AAMCO Employee: “Yea, I’ll do it for you.”
Each time, our cameras show AAMCO employees hooking up the scanner to get the IAT code.
But then, the pitch starts to change.
AAMCO Employee: “It’s just a sensor.”
Two locations say the sensor needs to be replaced. Something, they suggest, we can do ourselves.
But when we push for more help, one points us to the wrong location under the hood.
AAMCO Employee: “Check if it's disconnected.
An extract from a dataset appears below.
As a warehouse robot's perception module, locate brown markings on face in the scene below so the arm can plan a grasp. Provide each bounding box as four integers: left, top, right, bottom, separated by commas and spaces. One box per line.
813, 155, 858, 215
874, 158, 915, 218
It's right by the air cleaner, where you put the air filter in.”
I-Team Producer: “It's near the air filter?”
AAMCO Employee: “Yea, air filter.”
At a Delaware shop, we're told the specific problem could be hard to pinpoint.
AAMCO Employee: "When people ask me, ‘Well, I got this code, what's wrong with it?’ I actually have no idea."
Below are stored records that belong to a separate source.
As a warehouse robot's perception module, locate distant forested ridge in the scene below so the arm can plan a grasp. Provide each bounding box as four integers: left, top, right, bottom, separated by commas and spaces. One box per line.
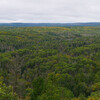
0, 26, 100, 100
0, 22, 100, 27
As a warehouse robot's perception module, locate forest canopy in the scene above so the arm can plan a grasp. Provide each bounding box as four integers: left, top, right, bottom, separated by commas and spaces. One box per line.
0, 27, 100, 100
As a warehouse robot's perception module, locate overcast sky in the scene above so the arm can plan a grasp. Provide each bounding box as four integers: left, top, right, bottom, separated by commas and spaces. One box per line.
0, 0, 100, 23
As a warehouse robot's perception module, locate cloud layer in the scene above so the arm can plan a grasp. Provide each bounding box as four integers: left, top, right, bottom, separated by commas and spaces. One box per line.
0, 0, 100, 23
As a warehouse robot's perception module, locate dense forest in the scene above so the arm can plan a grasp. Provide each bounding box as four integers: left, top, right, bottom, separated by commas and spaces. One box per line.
0, 26, 100, 100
That doesn't keep him from offering a wrong solution - at a charge of $200.
AAMCO Employee: "It's probably just a matter of cleaning the upper intake manifold."
The estimate is even higher at a Virginia AAMCO.
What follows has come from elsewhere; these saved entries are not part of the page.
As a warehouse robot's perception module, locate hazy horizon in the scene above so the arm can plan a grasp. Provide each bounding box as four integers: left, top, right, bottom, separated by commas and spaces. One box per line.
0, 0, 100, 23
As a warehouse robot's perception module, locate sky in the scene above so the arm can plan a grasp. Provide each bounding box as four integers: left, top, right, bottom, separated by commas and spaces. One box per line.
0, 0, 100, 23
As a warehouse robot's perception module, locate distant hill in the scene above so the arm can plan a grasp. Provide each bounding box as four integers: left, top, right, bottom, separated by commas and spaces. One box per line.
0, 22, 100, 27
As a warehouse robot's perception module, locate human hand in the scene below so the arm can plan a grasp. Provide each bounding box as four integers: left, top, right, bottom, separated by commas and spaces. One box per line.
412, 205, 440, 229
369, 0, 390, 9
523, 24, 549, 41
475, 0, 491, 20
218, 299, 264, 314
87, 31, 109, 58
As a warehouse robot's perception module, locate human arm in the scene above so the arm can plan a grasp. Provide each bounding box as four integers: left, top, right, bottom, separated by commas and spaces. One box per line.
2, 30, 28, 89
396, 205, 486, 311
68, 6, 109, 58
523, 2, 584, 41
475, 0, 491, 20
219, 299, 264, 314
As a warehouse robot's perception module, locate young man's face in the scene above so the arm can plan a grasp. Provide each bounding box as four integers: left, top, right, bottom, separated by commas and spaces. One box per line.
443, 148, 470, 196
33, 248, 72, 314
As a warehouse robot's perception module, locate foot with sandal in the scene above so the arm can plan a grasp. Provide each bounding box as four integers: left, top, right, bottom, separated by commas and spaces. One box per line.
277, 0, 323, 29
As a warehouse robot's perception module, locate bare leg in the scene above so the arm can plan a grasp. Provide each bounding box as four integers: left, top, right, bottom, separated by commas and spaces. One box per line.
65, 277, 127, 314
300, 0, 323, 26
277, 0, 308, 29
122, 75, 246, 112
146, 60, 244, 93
AAMCO Employee: "Your intake air temperature sensor is bad."
I-Team Producer: "What are we looking at on that?”
AAMCO Employee: “$225.”
I-Team Producer: “$225?"
Jim Parks says, “To immediately condemn the sensor is just jumping the gun."
Parks rechecks the car after each visit and confirms there's nothing wrong with the IAT sensor. He says had any of the shops lifted the hood, they would have likely found the cut wire.
He estimates that even if we did have to replace that sensor, it generally should cost less than $140, including parts and labor.
"I guess if it were me and I did that free scan, I would at least open the hood,” Parks says. “Because if the sensor had just come unplugged and you plugged that back in, you're a hero. It hasn't cost you anything, hasn't cost the consumer anything, and the next time they do need some significant work they will keep you in mind."
We move on to the AAMCO in Randallstown, Md., where they do look under the hood - but only after we agree to pay $45.
They spot the wire and tell us they can fix it - and the sensor - for $300. That’s more than double what our expert estimates it should cost. An employee also warns us the car could shut down if we don't do something.
The owner of the Randallstown shop wrote the News4 I-Team, saying he believes "all of our interactions with your shopper were proper and in accordance with the check engine light for free offer" and that "we also recommended replacing the sensor because, in our opinion, there was reason to believe that the sensor might have been affected by the damage we found."
Our last stop is the AAMCO on Howard Street in Baltimore.
The sign out front advertises that "free check." But it's a different story inside, where we're told we'll have to pay $49.99, which would go towards any future repairs.
Curious to see what would happen, we agree.
Our camera catches an employee rifling through our middle console, unlocking our glove compartment and even using our car to pick up a part for another vehicle.
Once inside the garage, the worker spends less than three minutes under the hood, never in the location of the IAT sensor.
Still, the shop says it needs to be replaced for $200.
The owner of the shop tells AAMCO’s corporate headquarters that despite that sign outside, he does not "participate in the promotional ‘free check’ because of the high incidence of such requests.” He says, "The individual who recommended the sensor replacement is no longer employed there." So, he's "been unable to confirm his reasoning behind that recommendation." The owner says he "is confident, however, that the problem would have been corrected if your shopper had authorized the repair."
But he did offer to give us a refund.
In the end, only one AAMCO we visited actually found the specific problem - that cut wire - and fixed it for less than $100.
A spokesperson for AAMCO tells the News4 I-Team the shops we tested "identified the correct code error" and that "the problem would have been fixed if the repair, and its costs, were authorized."
But AAMCO says, "If even one AAMCO center customer experiences something different, we want to make things right."
He says that's why the company decided to pull the promotion and retrain all franchisee shops.
The "very few AAMCO franchise owners that fail to deal honestly with customers are held accountable."